A tourism downturn

By | Category: Travel rumblings
Grand Place

the Grand Place in Brussels – not so busy as it was a few weeks ago. But will the crowds return?

A week ago, events in Paris altered tourism forecasts for this year and probably next. Bookings at travel agents have declined, there are fewer tourists in Paris and the same applies to Brussels where a lockdown of the metro – amongst other things – has not helped. Will many people congregate at the Christmas market when it opens later this week?

Overnight, the US government issued a general warning against travel and urged people to be vigilant. Coming as it does in the week of thanksgiving when millions of Americans will board flights, take trains and drive to their families, you could say that the US government had no option other than announce it.

The effect of this will be to deter some people from travelling. Others such as the school teacher interviewed on Sky this morning says that the statistical significance of an attack is so small that he will not heed it. But people will.

So has IS won? They must include disruption amongst their aims and they have succeeded.

Governments are caught between a rock and a hard place. They have a duty to protect their citizens so surely they should notify us if there are any potential unsafe places in the world. But by doing so, they deter us from travelling there; from travelling to the very same countries which probably need our help to recover from the economic impacts – let alone the human ones – that terrorists wreak.

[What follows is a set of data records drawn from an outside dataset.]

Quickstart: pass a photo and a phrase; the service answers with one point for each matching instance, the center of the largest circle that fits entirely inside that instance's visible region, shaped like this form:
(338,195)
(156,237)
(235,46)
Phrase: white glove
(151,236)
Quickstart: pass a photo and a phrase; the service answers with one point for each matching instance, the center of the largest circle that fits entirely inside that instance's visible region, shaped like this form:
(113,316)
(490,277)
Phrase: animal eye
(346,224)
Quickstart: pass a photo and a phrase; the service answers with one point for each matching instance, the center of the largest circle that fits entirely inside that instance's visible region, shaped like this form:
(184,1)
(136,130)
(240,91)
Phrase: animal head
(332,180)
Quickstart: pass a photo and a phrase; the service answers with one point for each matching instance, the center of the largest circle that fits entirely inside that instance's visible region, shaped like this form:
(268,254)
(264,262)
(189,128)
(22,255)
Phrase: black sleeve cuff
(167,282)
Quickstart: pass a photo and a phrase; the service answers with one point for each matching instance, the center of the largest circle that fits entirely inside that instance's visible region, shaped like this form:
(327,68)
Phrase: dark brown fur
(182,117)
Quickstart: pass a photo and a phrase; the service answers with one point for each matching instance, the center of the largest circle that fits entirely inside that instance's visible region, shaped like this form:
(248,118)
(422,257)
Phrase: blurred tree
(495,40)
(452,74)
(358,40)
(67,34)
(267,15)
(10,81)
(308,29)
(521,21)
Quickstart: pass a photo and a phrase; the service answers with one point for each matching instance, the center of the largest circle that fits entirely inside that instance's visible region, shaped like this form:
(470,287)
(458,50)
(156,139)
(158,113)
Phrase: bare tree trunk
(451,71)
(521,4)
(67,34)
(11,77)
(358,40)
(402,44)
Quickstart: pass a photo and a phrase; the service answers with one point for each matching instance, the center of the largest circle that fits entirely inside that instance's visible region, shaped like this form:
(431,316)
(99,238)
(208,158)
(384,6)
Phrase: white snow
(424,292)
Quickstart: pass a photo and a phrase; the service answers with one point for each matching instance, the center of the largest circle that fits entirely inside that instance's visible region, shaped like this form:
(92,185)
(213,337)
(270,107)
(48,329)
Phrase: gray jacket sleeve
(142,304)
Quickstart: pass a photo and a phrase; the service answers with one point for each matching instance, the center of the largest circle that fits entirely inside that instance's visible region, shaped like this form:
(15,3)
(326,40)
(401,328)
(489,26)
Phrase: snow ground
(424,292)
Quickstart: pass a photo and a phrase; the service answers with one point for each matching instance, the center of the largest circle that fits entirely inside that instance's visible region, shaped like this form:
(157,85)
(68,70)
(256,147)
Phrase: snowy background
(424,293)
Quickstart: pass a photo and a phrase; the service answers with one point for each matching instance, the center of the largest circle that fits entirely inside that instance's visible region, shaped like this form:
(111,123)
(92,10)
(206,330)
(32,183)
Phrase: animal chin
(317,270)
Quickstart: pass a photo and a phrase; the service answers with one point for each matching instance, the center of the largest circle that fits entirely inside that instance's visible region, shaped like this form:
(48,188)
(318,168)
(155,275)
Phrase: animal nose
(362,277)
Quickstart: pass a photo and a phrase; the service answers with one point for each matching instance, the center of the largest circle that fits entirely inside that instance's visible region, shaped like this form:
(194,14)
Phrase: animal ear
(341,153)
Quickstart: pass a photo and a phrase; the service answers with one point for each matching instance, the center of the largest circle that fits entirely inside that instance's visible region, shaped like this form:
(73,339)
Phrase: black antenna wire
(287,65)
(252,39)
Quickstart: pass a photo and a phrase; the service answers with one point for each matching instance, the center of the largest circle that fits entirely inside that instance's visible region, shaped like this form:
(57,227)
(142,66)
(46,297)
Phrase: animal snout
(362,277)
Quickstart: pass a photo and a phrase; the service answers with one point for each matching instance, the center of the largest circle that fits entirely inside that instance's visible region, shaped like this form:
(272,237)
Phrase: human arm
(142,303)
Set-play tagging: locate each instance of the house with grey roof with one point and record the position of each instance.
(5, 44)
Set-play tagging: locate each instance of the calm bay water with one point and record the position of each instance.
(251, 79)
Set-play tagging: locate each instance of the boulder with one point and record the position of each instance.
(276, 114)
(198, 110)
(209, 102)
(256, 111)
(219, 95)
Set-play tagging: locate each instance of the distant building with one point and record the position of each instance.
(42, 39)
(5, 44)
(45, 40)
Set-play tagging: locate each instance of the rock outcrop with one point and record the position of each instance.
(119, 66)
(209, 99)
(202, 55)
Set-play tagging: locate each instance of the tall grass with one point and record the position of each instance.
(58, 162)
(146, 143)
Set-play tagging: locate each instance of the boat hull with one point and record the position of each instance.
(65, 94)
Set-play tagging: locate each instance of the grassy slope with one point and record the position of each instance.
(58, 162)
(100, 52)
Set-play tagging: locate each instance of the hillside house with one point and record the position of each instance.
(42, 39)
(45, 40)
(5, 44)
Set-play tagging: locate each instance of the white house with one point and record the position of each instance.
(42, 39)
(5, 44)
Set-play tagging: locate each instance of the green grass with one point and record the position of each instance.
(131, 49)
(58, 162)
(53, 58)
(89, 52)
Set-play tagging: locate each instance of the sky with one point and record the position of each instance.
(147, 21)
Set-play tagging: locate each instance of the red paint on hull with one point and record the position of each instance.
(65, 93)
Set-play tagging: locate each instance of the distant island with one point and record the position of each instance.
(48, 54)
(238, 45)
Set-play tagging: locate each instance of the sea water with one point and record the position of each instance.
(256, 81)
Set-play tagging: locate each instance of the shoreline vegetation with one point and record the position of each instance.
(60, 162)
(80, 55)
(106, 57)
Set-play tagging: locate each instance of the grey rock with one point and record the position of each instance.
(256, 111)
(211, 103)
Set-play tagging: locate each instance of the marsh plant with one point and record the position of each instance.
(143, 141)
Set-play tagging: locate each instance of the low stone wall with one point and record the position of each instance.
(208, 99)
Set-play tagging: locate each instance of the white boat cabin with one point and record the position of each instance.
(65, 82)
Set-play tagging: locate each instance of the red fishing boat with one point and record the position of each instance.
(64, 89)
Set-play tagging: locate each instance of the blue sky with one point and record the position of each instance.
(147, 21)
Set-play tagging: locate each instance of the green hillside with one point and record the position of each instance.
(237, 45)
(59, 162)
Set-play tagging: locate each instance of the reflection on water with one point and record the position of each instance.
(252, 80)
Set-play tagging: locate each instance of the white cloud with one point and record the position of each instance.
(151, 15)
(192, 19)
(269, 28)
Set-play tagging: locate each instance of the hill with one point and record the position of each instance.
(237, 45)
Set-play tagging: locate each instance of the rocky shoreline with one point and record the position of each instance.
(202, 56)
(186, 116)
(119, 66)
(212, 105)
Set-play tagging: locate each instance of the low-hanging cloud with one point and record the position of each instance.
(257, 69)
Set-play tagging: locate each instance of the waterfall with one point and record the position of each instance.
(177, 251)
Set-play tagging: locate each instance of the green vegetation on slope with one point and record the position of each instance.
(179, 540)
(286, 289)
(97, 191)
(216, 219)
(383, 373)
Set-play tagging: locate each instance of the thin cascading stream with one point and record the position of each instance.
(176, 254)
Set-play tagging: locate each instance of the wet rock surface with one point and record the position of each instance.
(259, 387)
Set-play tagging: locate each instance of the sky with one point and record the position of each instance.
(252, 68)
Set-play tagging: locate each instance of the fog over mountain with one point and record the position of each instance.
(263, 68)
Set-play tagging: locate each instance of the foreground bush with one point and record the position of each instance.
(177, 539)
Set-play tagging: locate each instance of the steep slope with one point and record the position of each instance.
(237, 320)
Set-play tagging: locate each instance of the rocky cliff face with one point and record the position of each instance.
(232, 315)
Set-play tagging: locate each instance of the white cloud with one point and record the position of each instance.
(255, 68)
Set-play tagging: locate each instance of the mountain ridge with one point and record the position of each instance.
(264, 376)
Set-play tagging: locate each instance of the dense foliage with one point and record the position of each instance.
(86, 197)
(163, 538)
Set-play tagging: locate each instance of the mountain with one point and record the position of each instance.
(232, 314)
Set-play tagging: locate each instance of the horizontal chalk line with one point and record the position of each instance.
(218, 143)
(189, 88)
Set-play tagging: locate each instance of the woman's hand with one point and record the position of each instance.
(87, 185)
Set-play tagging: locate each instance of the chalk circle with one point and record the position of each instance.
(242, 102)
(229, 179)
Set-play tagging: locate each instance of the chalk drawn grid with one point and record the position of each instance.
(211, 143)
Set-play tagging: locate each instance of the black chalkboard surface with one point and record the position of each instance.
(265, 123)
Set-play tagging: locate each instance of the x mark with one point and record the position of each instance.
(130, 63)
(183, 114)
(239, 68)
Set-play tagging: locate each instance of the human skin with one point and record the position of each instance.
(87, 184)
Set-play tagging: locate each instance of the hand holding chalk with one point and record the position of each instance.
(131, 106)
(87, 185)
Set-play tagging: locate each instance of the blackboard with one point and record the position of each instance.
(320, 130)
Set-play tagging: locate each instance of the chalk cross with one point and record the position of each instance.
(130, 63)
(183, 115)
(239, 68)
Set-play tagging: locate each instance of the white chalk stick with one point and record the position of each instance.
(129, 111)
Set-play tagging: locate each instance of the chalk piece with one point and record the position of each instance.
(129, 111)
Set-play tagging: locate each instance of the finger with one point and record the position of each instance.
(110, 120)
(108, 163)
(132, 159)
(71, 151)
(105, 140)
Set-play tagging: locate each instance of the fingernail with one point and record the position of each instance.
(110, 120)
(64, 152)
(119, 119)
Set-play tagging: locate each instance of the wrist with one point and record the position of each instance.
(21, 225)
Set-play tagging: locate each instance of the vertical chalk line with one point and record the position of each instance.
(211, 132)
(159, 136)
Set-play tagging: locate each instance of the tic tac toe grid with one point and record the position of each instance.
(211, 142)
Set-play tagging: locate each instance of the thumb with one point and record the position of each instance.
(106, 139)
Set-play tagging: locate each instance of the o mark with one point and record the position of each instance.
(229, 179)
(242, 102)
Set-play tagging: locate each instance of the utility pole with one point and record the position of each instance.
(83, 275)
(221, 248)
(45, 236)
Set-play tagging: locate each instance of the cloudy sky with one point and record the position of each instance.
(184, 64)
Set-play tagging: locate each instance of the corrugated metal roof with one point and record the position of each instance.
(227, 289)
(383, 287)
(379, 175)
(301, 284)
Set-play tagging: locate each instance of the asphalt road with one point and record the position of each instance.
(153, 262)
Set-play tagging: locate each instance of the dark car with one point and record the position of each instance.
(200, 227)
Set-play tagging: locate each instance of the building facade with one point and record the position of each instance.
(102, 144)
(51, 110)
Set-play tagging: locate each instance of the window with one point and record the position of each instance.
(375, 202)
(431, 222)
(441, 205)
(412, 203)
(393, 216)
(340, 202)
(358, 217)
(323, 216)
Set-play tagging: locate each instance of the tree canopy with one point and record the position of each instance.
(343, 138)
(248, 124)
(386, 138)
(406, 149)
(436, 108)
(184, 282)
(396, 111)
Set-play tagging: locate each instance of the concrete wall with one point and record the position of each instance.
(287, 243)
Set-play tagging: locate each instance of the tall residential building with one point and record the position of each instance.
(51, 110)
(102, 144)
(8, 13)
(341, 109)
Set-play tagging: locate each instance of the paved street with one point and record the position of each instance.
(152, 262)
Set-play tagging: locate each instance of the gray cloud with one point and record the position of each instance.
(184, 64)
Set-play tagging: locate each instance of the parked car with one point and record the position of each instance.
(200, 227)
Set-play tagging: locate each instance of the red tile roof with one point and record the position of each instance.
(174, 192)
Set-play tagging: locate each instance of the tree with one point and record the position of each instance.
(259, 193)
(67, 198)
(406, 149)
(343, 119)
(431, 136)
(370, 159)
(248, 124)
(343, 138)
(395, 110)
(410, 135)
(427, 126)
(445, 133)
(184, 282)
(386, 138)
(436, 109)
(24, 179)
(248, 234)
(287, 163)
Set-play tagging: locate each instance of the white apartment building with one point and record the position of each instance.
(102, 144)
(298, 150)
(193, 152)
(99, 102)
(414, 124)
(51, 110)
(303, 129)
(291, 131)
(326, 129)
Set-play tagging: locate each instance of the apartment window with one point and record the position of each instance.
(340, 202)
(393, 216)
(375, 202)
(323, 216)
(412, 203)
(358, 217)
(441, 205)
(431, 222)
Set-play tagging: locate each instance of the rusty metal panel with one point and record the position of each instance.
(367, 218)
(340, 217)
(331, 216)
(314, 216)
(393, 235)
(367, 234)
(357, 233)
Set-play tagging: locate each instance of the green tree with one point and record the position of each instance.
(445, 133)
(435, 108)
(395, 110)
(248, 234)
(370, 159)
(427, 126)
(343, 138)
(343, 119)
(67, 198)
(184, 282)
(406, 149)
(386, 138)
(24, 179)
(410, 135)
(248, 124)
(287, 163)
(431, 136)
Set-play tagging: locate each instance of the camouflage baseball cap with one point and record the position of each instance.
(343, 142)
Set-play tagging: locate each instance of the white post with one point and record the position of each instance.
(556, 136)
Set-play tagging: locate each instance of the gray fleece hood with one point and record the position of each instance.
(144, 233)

But what will be the longer term effect. Will Christmas travel slump as people stay away from Christmas markets and places where large numbers of people traditionally gather?

Will it deter Americans from coming to Europe next year or make us think twice about travelling to favourite holiday spots like Egypt, Tunisia, Turkey, Jordan, Cyprus and Greece? Will staycations appeal more next year?

Only three weeks ago, I sat and listened as forecasters made predictions for tourism in 2016. Governments, tour operators, airlines, accommodation providers and attractions will be hoping that those predictions remain and that no significant downturn happens.

It all comes down to how confident and resilient the great travelling public feels.